Took the car in for service, noticed yesterday that the heat gauge was a far to the right (meaning overheated - only it didn't act like it and no service engine light, no check oil light, no check radiator/coolant light). And it freaked me out - cuz hey this is me we're talking about and well everything freaks me out - it's where I go. I'm working on it but I am a born worry wort. Turns out to just be a sensor. Of course sensor is going to cost over $300 to replace because naturally they can't just replace the sensor they have to replace other stuff with it. I opted to go with a bad sensor for now. State of mind, much calmer. Praise God it was only a sensor and not something crucial and expensive. I've sworn for a couple of years now that God is the one keeping that car going - still do.
Nice week weather wise so far. Blue sky. sunshine. After weeks of mostly grey stuff it's a welcome sight. And praise God that I get to enjoy it instead of being trapped in an office. Forecast for tomorrow - 76 degrees! In NOVEMBER! Of course that reminds me that circa 1976 when I was in the 6th grade when the weather was like that I got stung by something. Bee? Wasp? Probably a wasp - it had crawled inside my short shirt sleeve, I shifted my arm walking from one class to another (yes outside) and it stung me. Bit of an allergic reaction - big ole swollen red/pink spot under my right arm.
Called the outplacement folks again this morning. Got voice mail, left a message.
Recruiter called me yesterday from elsewhere about a senior cost accoutant in New York - hour and a half outside of Erie, 2 hours from Buffalo. My resume is on the way there - yay! I keep applying to things online from other states. One company asked me for a word document version of my resume because their online application process garbled the stuff on my resume (note to companies - online copy/paste functions for resumes seriously bite - if ya'll would all put an upload function on those I'd be a much happier camper and not have to send these things again). I'm going to consider the fact that they actually asked for a copy of my resume means maybe, possbily they're interested. Position is in Alabama and I realized later yesterday afternoon that I know the company name from my previous position and that they deal in/make forklifts (and I did some lease accounting).
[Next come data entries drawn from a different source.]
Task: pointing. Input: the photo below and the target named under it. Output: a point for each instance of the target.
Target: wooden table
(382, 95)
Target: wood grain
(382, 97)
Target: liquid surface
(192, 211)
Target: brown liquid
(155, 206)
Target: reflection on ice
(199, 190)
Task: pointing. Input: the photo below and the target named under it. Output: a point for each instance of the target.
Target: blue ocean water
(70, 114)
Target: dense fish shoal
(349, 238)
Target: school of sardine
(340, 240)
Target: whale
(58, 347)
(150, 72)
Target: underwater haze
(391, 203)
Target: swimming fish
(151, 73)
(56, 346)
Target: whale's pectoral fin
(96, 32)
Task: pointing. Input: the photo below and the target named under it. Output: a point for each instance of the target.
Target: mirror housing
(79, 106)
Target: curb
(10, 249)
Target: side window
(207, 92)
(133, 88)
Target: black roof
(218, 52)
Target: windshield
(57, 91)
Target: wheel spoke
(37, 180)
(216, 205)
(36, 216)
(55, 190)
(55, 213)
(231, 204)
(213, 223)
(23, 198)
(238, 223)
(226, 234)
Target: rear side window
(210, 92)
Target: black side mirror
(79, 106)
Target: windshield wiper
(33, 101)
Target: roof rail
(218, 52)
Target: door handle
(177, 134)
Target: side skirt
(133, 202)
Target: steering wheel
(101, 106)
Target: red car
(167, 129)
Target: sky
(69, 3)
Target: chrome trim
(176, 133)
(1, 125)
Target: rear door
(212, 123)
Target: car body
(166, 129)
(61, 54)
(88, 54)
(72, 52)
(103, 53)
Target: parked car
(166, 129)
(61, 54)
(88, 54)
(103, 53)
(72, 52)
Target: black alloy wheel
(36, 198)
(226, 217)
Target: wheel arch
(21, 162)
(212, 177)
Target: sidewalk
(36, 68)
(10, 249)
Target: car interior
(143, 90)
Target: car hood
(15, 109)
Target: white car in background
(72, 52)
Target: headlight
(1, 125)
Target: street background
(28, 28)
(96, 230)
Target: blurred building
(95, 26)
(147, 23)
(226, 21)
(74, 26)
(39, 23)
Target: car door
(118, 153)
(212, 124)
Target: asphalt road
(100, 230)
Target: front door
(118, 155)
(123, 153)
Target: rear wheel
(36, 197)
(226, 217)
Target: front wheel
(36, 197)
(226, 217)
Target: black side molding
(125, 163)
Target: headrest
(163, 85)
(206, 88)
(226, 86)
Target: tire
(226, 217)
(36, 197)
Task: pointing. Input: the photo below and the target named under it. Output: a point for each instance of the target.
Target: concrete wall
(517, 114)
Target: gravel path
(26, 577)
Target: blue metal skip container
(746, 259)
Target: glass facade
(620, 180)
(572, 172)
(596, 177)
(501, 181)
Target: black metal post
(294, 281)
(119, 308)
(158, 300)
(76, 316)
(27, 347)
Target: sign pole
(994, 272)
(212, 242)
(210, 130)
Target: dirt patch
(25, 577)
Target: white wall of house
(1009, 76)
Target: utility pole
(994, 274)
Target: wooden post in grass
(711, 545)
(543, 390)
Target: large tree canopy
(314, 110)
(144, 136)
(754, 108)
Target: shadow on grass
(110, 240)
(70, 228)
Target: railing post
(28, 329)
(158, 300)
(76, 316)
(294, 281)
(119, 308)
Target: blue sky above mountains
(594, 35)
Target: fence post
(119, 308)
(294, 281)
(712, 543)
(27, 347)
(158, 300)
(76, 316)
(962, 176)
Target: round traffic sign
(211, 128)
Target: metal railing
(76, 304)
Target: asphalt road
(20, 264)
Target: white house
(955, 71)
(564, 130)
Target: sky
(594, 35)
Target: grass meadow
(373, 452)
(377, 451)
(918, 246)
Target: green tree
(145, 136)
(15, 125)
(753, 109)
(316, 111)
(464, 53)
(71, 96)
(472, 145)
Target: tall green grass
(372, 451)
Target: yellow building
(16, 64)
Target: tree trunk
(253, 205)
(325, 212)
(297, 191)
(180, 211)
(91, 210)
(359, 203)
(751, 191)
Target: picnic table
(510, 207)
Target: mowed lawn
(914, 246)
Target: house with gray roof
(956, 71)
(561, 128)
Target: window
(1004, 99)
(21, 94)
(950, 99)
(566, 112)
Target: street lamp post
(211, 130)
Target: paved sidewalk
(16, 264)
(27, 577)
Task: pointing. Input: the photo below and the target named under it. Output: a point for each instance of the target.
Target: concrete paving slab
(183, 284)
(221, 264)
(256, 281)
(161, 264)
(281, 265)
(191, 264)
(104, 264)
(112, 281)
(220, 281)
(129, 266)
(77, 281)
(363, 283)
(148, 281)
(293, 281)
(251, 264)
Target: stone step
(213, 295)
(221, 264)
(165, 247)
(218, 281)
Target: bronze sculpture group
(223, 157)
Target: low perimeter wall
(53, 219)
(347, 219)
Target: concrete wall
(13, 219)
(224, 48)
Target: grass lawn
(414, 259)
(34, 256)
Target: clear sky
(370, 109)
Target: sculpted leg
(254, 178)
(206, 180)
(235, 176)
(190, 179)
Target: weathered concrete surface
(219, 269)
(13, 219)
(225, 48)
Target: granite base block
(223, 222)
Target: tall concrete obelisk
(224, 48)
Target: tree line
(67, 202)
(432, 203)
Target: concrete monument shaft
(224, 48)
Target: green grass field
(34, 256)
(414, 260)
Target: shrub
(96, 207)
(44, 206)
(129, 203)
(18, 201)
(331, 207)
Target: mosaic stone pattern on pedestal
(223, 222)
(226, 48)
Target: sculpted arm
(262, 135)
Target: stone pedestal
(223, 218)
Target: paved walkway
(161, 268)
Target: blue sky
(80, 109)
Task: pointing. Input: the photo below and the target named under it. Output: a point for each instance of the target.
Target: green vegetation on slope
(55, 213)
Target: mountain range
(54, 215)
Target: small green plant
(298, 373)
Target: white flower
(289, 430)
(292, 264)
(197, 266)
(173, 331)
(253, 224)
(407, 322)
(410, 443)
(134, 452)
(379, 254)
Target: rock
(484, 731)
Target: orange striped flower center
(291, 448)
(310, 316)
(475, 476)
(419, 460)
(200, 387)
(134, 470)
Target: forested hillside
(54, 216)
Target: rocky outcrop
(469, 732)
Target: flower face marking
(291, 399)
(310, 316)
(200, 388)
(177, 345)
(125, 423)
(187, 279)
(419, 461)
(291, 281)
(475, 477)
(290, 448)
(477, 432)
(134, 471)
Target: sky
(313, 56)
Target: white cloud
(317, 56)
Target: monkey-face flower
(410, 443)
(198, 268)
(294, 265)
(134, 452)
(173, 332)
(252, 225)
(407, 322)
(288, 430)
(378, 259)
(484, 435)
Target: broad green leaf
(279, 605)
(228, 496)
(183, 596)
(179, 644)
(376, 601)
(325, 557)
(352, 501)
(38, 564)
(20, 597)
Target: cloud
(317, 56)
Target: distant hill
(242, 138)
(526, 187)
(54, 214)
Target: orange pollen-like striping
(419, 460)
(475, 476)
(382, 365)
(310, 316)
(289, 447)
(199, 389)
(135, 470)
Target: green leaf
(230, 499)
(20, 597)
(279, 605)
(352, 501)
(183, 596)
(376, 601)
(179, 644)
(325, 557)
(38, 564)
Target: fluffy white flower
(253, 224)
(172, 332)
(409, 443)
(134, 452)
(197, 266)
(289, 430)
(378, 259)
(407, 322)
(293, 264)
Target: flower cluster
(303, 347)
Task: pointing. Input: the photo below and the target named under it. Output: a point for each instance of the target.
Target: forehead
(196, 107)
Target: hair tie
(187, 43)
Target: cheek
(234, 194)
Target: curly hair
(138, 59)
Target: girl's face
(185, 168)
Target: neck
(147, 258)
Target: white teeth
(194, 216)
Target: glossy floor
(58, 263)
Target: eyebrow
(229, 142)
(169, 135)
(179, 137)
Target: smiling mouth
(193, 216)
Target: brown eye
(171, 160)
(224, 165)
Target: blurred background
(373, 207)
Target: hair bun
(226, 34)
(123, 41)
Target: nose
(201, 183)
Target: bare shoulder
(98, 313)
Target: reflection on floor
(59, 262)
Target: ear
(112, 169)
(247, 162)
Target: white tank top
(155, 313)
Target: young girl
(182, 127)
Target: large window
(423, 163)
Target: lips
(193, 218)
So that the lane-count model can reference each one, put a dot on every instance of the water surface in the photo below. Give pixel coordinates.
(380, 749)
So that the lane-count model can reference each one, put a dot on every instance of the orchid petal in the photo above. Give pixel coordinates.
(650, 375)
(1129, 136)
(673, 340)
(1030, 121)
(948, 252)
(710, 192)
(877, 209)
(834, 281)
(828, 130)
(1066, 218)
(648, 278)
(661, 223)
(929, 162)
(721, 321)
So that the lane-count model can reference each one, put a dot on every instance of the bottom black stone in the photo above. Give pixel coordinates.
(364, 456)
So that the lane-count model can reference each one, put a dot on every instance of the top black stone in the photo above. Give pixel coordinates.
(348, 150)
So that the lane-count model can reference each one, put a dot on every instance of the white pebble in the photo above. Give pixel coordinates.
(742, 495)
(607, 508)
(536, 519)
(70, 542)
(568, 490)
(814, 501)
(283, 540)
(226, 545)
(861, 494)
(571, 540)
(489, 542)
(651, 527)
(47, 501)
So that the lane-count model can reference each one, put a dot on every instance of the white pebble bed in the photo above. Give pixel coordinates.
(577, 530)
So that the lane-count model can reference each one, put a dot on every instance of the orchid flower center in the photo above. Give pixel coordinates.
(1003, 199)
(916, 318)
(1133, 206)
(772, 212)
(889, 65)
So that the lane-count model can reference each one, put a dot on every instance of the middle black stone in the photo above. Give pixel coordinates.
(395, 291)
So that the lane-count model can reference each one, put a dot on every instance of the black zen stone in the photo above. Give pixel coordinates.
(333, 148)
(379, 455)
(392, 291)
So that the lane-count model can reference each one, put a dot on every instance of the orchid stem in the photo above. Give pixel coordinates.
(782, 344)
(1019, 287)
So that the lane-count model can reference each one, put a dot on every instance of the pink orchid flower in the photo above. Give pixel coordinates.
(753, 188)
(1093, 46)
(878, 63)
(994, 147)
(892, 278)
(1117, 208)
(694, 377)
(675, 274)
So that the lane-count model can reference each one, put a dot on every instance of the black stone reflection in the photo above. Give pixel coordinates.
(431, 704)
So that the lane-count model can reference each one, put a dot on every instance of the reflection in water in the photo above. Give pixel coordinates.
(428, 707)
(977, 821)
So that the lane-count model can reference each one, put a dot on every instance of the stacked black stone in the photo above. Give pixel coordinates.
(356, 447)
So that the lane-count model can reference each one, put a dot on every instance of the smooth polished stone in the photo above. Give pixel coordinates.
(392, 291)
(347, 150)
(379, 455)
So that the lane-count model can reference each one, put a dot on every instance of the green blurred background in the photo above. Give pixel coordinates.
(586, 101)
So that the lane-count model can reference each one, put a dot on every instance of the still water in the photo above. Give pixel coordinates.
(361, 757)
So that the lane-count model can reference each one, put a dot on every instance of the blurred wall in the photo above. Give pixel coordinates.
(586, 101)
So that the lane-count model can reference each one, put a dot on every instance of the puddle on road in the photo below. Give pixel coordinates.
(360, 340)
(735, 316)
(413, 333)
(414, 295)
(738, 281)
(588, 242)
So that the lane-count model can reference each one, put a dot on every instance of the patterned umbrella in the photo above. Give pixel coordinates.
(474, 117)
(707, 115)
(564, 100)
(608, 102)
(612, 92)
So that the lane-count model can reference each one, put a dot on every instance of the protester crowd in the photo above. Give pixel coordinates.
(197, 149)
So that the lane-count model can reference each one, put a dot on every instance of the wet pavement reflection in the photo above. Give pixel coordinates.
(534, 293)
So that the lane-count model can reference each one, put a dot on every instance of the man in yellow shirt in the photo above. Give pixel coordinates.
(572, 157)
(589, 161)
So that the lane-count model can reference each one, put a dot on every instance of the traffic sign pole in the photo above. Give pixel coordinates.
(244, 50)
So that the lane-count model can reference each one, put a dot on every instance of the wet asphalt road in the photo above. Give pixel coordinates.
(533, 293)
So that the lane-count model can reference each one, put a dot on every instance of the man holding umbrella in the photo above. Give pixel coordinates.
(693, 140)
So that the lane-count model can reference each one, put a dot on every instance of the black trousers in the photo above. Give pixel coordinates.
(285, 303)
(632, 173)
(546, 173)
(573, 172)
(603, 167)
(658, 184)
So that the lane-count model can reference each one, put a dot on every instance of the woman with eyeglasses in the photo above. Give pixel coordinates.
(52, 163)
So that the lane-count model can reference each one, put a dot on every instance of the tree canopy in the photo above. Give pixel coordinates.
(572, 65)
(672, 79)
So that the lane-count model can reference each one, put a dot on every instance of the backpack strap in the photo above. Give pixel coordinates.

I'm getting much more comfortable selling myself in interviews based on my babbling on and on in an interview with a local recruiter yesterday. Good sign. On my way home I asked God who in the world that person was (not the person who interviewed me but the person who babbled on about herself and how awesome she is). At some point along the way have I turned into a more outgoing person? And can I credit my work in children's ministry over the last 5 years for bringing me out of my shell?
Need to get back to working in the spare bedroom. Mostly sorting and stuff. How did I let it get this bad? Bad me bad me.
Beth Moore Esther study tonight. Next to the last meeting. Wow that went fast. Great study. I learned a lot. So much in the book of Esther and she does a wonderful job of bringing it out and showing it to you. I'm always a bit lost when these studies end.
I meant to take my severance package paperwork with me to Lawrence this morning so I could stop by my bank to have my signature notorized so I could send it back. Forgot it. I hate that. I told myself last night that I needed to put it in my back so I wouldn't forget. Did I? No. I know when I tell myself to do these things or I'll forget that I'm going to forget. Really I know better. Oh well, onto the todo list for tomorrow (or when my mother finally gets the call that her car is ready and I take her in to pick it up).